Interesting interpretation you post here about HDR. On the surface, you are correct, but ultimately, it is the representation that we perceive isn't it? Arbus there needs to be a means to portray that representation to our eyes/brains. So th remapping is necessary given current limitations of print. Think about it, if your eye had infinite dynamic range with a brain infinite perception ability, in order to translate a high dynamic range real-world image, you would then need a media that would be able to produce the highest and lowest light level. Considering the brightest levels would include something like the sun, you know it will be impossible to reproduce. So ultimately to Actaully Increase dynamic range as you say, it is more about the media to present it to our eyes since there are many current and future HDR technical techniques that will capture the range of the image that can be combined into huge image dynamic range. The trick and limitation is to then present it as such. Print won't cut it as the brightest whites are limited by the intensity of the ambient light reflecting off the media. Thus to increase dynamic range presentation of an image over print, you would need and Active Display with plenty of resolution, fine pitch pixels, and fine high bit control of luminosity.

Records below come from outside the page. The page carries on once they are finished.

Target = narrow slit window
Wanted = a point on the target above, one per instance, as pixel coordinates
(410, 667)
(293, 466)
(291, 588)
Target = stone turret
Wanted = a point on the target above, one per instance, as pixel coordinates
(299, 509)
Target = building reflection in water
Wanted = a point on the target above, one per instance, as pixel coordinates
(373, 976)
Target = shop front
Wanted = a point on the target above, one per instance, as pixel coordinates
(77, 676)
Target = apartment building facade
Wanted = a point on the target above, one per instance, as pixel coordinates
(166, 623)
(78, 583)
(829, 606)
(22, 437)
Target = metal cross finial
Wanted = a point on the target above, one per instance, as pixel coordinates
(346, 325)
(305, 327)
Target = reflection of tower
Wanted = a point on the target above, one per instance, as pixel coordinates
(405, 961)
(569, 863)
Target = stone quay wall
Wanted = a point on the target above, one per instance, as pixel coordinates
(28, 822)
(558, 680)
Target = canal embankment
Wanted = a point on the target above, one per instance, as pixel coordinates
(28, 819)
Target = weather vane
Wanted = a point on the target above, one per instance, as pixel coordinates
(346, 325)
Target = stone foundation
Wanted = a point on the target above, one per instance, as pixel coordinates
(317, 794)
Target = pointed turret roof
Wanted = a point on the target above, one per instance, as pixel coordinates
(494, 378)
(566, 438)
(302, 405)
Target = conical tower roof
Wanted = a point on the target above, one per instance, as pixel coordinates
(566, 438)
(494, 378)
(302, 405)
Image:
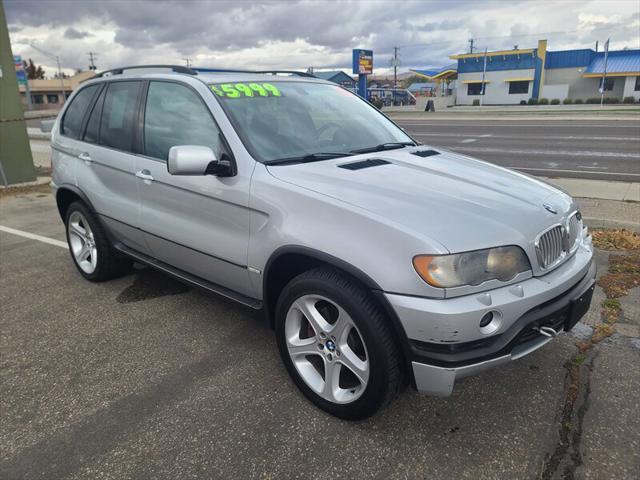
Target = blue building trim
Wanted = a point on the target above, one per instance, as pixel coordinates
(537, 77)
(522, 61)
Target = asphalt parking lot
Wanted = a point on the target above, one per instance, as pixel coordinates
(144, 378)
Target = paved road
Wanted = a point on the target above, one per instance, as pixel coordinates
(142, 377)
(605, 150)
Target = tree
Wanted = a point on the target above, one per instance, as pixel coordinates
(33, 72)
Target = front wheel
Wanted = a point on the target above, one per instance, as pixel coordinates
(337, 344)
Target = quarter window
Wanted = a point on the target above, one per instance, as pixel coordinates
(475, 88)
(119, 115)
(175, 115)
(519, 87)
(73, 117)
(93, 125)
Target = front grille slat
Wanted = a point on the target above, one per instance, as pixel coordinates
(551, 246)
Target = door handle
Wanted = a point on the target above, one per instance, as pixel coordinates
(85, 157)
(145, 175)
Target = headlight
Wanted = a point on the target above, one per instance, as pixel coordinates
(471, 268)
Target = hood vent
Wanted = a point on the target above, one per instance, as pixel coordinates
(425, 153)
(374, 162)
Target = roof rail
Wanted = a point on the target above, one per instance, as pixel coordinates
(174, 68)
(265, 72)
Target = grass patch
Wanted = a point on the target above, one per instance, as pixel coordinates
(617, 239)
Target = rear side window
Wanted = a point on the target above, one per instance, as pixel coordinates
(73, 117)
(119, 115)
(175, 115)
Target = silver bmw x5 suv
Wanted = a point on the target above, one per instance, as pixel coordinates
(379, 262)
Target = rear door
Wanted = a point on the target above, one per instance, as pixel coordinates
(200, 223)
(106, 166)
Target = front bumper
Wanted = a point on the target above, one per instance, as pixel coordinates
(448, 343)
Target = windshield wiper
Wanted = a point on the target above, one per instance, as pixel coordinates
(312, 157)
(384, 146)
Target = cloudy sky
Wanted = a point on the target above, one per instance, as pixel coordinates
(294, 34)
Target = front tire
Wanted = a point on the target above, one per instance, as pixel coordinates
(90, 248)
(337, 344)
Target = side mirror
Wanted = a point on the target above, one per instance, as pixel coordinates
(191, 160)
(46, 125)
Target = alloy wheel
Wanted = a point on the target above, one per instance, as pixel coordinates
(327, 349)
(81, 241)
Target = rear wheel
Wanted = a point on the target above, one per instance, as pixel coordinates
(337, 344)
(90, 248)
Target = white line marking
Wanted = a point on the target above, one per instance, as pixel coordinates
(572, 171)
(567, 153)
(527, 137)
(514, 124)
(33, 236)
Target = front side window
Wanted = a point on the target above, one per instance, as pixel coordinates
(175, 115)
(73, 117)
(284, 120)
(475, 88)
(518, 87)
(119, 115)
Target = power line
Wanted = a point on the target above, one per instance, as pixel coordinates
(471, 43)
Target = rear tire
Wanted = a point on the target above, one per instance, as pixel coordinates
(90, 248)
(329, 327)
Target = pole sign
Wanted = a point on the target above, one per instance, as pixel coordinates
(21, 75)
(363, 62)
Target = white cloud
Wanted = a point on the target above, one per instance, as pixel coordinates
(300, 33)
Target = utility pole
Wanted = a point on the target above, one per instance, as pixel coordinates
(92, 57)
(395, 67)
(484, 73)
(57, 59)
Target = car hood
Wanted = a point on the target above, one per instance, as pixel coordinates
(462, 203)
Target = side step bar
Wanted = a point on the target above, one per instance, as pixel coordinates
(188, 278)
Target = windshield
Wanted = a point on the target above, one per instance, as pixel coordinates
(278, 121)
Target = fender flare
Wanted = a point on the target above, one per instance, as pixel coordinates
(76, 191)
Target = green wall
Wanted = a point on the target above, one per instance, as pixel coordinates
(16, 163)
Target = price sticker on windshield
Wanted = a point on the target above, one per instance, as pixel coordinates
(245, 90)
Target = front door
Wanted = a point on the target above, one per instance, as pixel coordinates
(200, 223)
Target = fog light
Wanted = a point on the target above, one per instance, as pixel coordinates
(486, 319)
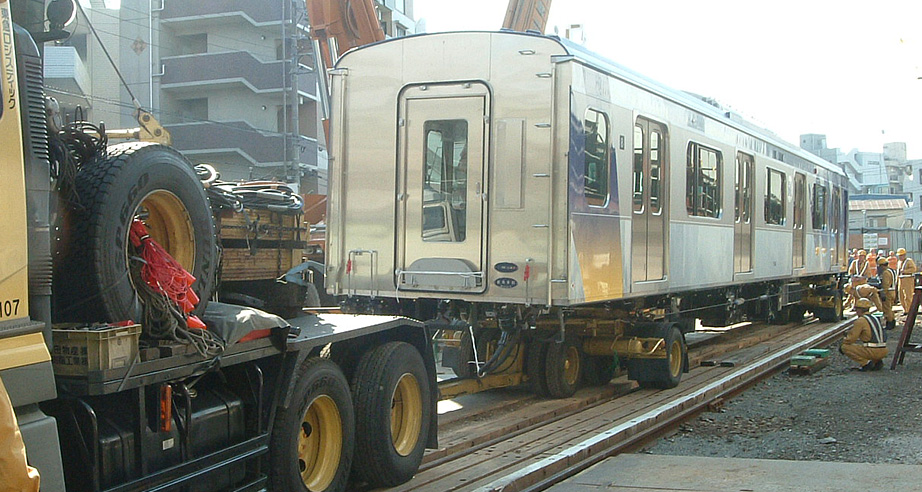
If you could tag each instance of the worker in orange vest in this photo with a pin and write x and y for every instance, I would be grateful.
(15, 474)
(865, 342)
(888, 281)
(857, 274)
(905, 269)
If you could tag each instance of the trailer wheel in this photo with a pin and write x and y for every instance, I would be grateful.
(535, 365)
(663, 373)
(564, 366)
(312, 440)
(392, 400)
(133, 179)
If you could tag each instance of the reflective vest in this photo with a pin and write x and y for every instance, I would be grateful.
(877, 332)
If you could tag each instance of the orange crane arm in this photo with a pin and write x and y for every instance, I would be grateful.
(527, 15)
(349, 23)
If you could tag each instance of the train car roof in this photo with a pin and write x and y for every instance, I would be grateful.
(689, 100)
(598, 62)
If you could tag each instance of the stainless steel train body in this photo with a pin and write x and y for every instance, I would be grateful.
(521, 169)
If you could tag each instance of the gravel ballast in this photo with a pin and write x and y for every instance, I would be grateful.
(835, 414)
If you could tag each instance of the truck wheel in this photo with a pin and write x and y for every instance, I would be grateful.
(665, 373)
(563, 368)
(392, 401)
(132, 179)
(535, 367)
(312, 440)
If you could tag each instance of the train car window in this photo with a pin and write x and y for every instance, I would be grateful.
(596, 154)
(819, 207)
(444, 210)
(656, 151)
(800, 198)
(743, 206)
(638, 169)
(775, 198)
(702, 185)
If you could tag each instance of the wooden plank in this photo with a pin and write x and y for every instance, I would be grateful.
(532, 446)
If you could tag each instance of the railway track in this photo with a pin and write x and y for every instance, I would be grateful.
(526, 444)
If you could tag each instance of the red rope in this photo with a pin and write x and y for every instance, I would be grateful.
(163, 273)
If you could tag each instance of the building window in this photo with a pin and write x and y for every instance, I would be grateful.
(702, 185)
(444, 214)
(820, 194)
(775, 198)
(596, 157)
(192, 44)
(193, 110)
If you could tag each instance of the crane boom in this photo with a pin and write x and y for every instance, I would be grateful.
(527, 15)
(348, 23)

Ultimately I believe you would rapidly hit the dynamic range limitations of your eye which I don't believe is too much better than current Monitor technology and HDR image creation techniques. (Think about a monitor that is super bright that you would hardly be able to look at.) Think about being on a beach, laying back on a blanket and someone steps almost between you and the sun/sunny sky; you can't see their face of you look at the sky, and viss versa if you block some of the light so you can see their face- essentially you are Remapping tonality so that you can adjust your perception into a range for you to view the detail of interest.

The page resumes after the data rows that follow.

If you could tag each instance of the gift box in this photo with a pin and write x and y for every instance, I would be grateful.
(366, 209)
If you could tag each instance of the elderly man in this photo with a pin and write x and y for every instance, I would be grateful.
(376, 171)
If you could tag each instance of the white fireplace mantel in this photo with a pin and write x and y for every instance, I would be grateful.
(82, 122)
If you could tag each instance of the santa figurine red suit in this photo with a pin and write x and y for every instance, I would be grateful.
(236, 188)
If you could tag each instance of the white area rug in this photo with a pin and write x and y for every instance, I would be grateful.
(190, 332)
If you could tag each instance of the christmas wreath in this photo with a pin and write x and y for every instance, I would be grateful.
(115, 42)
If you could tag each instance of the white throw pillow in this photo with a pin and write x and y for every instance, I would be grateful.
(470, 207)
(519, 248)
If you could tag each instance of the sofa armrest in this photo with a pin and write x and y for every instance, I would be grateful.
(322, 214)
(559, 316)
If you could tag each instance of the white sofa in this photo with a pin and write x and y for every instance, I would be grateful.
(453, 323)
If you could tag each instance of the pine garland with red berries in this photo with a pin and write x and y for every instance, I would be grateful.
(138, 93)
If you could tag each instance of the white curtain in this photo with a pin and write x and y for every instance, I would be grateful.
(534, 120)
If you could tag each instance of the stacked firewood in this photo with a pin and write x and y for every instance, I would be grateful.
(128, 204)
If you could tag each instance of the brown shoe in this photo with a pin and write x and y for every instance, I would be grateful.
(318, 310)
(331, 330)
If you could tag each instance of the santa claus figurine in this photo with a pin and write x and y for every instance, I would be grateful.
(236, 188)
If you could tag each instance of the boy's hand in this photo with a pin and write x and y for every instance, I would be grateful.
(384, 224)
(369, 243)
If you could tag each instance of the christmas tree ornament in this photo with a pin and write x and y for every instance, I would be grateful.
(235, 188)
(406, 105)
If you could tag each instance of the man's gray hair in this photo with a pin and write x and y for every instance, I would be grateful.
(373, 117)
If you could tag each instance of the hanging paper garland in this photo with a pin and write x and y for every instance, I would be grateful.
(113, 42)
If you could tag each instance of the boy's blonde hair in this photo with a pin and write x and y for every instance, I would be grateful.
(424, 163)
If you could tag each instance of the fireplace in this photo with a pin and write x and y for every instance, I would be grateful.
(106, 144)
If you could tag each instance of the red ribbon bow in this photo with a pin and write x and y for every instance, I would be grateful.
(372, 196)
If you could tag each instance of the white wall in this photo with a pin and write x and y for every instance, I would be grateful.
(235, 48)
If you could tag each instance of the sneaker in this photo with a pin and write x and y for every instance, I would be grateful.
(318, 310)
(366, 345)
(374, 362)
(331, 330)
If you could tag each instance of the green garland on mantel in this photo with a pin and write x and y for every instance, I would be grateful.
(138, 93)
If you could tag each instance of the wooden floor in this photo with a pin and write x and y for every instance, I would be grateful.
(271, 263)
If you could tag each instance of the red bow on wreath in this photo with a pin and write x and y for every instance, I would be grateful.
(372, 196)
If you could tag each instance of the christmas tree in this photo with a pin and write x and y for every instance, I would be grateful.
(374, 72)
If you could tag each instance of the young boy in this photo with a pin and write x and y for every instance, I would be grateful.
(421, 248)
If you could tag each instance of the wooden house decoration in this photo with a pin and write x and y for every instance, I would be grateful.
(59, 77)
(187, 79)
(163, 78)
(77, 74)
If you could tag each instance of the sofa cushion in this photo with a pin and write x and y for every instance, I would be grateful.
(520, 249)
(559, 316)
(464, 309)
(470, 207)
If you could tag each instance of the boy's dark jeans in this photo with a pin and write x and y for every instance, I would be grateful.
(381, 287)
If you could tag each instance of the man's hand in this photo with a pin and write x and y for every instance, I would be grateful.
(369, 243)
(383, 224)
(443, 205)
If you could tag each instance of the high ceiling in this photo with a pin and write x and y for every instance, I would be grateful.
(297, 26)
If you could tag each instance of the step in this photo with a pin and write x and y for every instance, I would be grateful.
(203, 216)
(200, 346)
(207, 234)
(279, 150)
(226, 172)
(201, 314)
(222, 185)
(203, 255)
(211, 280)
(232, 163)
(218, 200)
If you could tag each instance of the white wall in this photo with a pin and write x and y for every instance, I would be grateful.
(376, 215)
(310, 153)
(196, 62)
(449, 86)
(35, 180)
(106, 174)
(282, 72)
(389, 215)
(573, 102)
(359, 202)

So, now you are left with ways of expanding the humany eye/brains dynamic range.... Maybe it has to do with Stereo Active displays where essentially you could split the high and low, one for each eye. Each display would ideally be able to cover half of the eyes true dynamic range. (This assumes the pupils and optic nerves act independently from each other which I believe is the case You can do this now using two versions of the image that barely overlap in DR. The neuroscience part then would be how to untrained the the brain for normal Single-eye Dominance perception issues, but I do believe this is possible much like military pilots did /do with their HUD displays that blocked part of their vision but needs incorporation as one image to the brain between both eyes. An alternate to the stereo displays should you have one monitor with such dynamic range would be simply to creat the stereo visual split for each eye with passive glasses with clear on one side (pupil adjusts and can properly perceive the brights), and low pass filter (ie sunglasses) for the other pupil so that it opens to see the dark detail. Likely not as good as the dual stereo displays but cheaper :-).

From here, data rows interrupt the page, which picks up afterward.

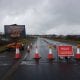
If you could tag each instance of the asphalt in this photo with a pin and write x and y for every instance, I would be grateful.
(29, 69)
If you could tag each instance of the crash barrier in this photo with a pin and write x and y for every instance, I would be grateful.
(17, 54)
(77, 55)
(63, 52)
(50, 54)
(36, 55)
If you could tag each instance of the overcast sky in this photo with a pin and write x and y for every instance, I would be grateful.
(42, 16)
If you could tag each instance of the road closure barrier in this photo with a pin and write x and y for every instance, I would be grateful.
(17, 55)
(77, 55)
(36, 55)
(65, 51)
(50, 54)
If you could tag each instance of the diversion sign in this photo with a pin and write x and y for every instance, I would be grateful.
(15, 30)
(65, 51)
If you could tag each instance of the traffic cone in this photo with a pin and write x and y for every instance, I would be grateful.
(77, 55)
(18, 55)
(50, 55)
(36, 55)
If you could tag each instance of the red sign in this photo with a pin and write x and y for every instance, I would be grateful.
(65, 51)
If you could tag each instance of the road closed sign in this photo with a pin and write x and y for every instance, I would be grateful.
(65, 51)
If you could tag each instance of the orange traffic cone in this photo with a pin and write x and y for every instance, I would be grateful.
(50, 55)
(18, 55)
(77, 56)
(36, 55)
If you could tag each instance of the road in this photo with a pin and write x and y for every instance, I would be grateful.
(44, 70)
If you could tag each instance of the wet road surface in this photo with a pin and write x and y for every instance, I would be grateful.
(44, 70)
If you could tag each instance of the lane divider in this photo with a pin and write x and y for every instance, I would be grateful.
(17, 55)
(36, 55)
(50, 55)
(77, 56)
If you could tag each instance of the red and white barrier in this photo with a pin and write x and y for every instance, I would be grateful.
(50, 55)
(17, 55)
(77, 55)
(36, 55)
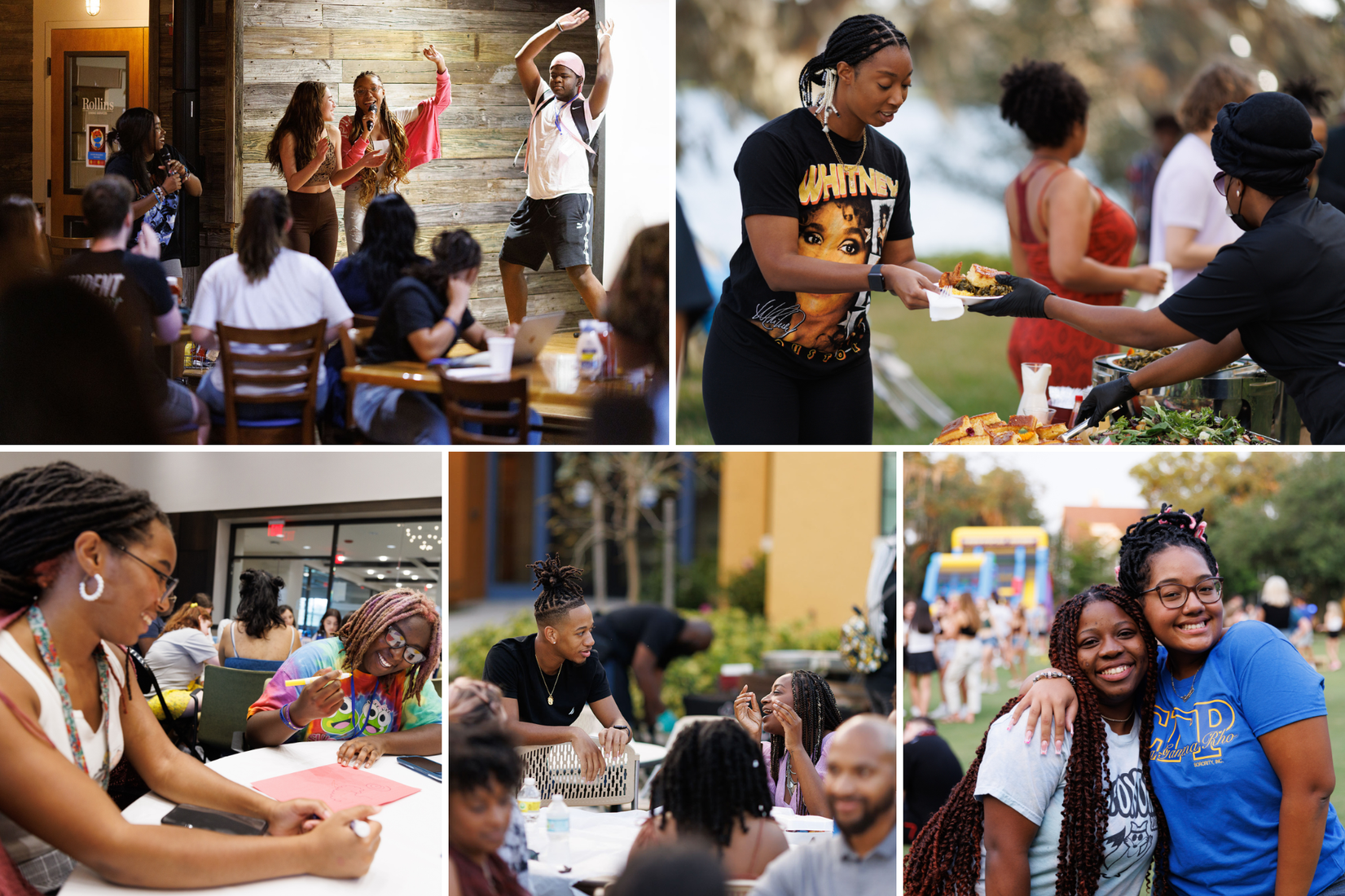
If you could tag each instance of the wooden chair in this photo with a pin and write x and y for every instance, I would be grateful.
(353, 340)
(556, 768)
(226, 695)
(297, 365)
(462, 402)
(58, 247)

For the science part, I think the research would be interesting to learn truly how much independent eye imagery could be integrated by the brain to expand (double) normal dynamic range possible at any different moment in normal natural scenery. Even if not double, the technology is already there using current display technology to create the stereo two images expanding the Instantaneous DR of a single pupil, and see how much detail is recognized simultaneously by the brain by proving the two (high and low luminosity) images respectively to each eye.